Já os produtos que apresentaram quedas de preços foram: tomate para mesa (29,98%), laranja para indústria (14,83%), carne suína (14,65%), batata (9,19%), banana (8,92%), amendoim (4,75%), carne de frango (4,7%), trigo (3,34%) e soja (1,31%). Sobre o tomate para mesa, a maior oferta do produto na primeira quinzena de fevereiro e a baixa qualidade do fruto ocasionada pelo excesso de chuvas contribuíram para a queda nas cotações durante o mês. No caso da laranja para indústria, a qualidade inferior da fruta na região de Jaboticabal, que é uma das regiões de coleta de preços, puxou as cotações para baixo.

 

Já as carnes suína e de frango tiveram queda nas cotações em fevereiro devido à menor demanda no mercado interno, que pode ser explicada, em parte, pelo período da quaresma e, em outra, pela perda do poder aquisitivo da população.
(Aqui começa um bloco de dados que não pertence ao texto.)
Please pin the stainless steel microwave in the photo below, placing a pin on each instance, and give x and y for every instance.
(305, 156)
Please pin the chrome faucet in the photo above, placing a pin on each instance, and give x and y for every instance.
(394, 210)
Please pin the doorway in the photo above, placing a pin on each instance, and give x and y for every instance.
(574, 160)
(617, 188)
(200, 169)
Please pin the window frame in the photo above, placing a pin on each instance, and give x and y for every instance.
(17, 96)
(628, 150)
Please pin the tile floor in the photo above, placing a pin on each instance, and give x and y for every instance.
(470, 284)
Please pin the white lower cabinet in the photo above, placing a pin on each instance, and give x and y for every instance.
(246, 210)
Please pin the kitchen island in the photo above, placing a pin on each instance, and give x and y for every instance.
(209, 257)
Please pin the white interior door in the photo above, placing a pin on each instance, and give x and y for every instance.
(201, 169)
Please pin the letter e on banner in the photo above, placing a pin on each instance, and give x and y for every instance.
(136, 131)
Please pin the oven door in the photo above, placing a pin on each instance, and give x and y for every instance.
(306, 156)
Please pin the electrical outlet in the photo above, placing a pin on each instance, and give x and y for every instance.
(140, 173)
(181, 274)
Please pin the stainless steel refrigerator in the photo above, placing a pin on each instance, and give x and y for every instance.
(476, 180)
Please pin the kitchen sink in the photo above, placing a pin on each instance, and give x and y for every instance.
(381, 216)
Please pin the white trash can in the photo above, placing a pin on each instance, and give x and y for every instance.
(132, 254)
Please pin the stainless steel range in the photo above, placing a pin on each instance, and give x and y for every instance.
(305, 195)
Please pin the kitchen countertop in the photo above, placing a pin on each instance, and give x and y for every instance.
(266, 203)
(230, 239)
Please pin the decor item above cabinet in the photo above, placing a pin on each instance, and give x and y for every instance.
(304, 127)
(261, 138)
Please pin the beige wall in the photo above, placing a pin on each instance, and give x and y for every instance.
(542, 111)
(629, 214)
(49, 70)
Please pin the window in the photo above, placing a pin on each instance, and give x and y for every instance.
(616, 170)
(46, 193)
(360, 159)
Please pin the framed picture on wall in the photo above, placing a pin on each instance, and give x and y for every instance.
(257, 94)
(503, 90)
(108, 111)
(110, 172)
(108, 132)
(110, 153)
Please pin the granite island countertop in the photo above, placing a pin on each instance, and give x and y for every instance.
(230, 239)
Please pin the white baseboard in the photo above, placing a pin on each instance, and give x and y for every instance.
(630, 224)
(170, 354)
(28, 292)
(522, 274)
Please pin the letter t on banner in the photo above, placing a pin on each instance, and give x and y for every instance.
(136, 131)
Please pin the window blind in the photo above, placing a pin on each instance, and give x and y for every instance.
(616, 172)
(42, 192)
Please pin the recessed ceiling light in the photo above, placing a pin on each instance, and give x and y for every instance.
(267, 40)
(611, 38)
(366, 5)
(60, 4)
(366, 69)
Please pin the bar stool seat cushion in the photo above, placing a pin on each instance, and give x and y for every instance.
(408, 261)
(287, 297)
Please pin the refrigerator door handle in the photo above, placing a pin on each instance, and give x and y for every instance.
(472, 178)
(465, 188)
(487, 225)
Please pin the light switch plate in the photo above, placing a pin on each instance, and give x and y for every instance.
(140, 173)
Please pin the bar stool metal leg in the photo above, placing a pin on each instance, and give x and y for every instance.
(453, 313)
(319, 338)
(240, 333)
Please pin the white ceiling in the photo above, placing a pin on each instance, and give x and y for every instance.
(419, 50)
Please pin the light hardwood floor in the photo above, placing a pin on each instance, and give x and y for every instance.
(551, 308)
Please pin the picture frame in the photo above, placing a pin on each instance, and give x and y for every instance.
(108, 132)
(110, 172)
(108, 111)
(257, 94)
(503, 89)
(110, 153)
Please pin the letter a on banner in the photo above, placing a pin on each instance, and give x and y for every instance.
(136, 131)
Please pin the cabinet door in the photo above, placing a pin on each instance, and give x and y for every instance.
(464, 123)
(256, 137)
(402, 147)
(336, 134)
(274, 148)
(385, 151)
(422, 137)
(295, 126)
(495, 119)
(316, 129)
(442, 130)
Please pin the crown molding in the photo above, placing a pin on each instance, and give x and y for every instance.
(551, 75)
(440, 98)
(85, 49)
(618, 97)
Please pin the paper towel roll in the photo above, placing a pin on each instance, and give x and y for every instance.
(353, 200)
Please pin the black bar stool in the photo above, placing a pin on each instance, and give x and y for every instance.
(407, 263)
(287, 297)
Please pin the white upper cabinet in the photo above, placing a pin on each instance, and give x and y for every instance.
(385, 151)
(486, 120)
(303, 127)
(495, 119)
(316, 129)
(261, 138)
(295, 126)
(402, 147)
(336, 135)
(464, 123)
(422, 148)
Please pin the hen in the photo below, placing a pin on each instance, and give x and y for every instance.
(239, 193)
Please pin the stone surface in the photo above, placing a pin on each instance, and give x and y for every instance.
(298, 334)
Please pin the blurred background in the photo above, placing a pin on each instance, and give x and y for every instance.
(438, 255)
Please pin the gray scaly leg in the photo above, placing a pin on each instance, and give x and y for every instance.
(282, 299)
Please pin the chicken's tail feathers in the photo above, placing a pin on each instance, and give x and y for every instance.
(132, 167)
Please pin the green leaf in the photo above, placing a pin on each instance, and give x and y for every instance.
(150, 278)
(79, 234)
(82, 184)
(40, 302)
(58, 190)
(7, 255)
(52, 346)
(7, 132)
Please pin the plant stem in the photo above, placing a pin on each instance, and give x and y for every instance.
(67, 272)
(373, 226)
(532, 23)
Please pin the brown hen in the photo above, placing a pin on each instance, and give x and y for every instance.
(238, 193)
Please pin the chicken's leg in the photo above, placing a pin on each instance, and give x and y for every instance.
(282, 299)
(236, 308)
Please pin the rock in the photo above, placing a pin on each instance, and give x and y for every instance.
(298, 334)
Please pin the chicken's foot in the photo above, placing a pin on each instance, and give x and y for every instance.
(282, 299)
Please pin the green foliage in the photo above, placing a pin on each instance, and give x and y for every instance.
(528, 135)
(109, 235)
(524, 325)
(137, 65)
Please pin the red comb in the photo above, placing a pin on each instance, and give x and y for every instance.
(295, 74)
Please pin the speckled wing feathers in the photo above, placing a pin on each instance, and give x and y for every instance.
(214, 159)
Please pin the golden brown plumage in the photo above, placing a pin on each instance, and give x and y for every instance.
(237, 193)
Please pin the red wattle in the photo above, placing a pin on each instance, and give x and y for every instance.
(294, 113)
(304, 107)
Daí que, mesmo com as exportações tendo atingido volumes mais elevados que em 2015 para o primeiro bimestre, o aumento da produção acima dessas demandas desajustou o equilíbrio entre a oferta e a procura, causando descenso nos preços recebidos pelos granjeiros de suínos e aves para corte”, comentam os pesquisadores.

 

Acumulado dos últimos 12 Meses

No acumulado dos últimos 12 meses, o IqPR registrou alta e fechou em 17,3%. Comparando os preços entre fevereiro de 2016 e o mesmo período do ano anterior, apenas a carne suína apresentou queda em suas cotações (-6,14%). Com altas significativas, milho (59,51%), algodão (53,47%), banana nanica (48,30%), feijão (46,70%), ovos (36,28%), trigo (35,62%), soja (29,59%), laranja para indústria (25,35%), amendoim (23,89%) e carne de frango (14,20%) subiram acima do Índice de Preços Pagos pelos Produtores (IPP), calculado pelo IEA, nos últimos 12 meses (alta de 14,01%).

 

Abaixo do patamar desse indicador, que indica os reajustes dos custos de produção, estão as variações das seguintes culturas: cana-de-açúcar (13,74%), arroz (11,31%), leite cru resfriado (9,97%), laranja para mesa (8,29%), batata (7,98%), carne bovina (7,11%), café (6,97%) e tomate para mesa (5,73%).

 

Arnaldo Jardim, secretário de Agricultura e Abastecimento do Estado de São Paulo, destaca que os levantamentos de preços ao produtor, realizados pelo IEA, são importantes balizadores para o mercado e o poder público. “A análise da evolução dos preços, juntamente com outras informações produzidas pelo Instituto ajudam aos órgãos públicos e privados na formação durante os pregões de compras. Orientados pelo governador Geraldo Alckmin estamos cada vez mais próximos do cidadão”, destacou.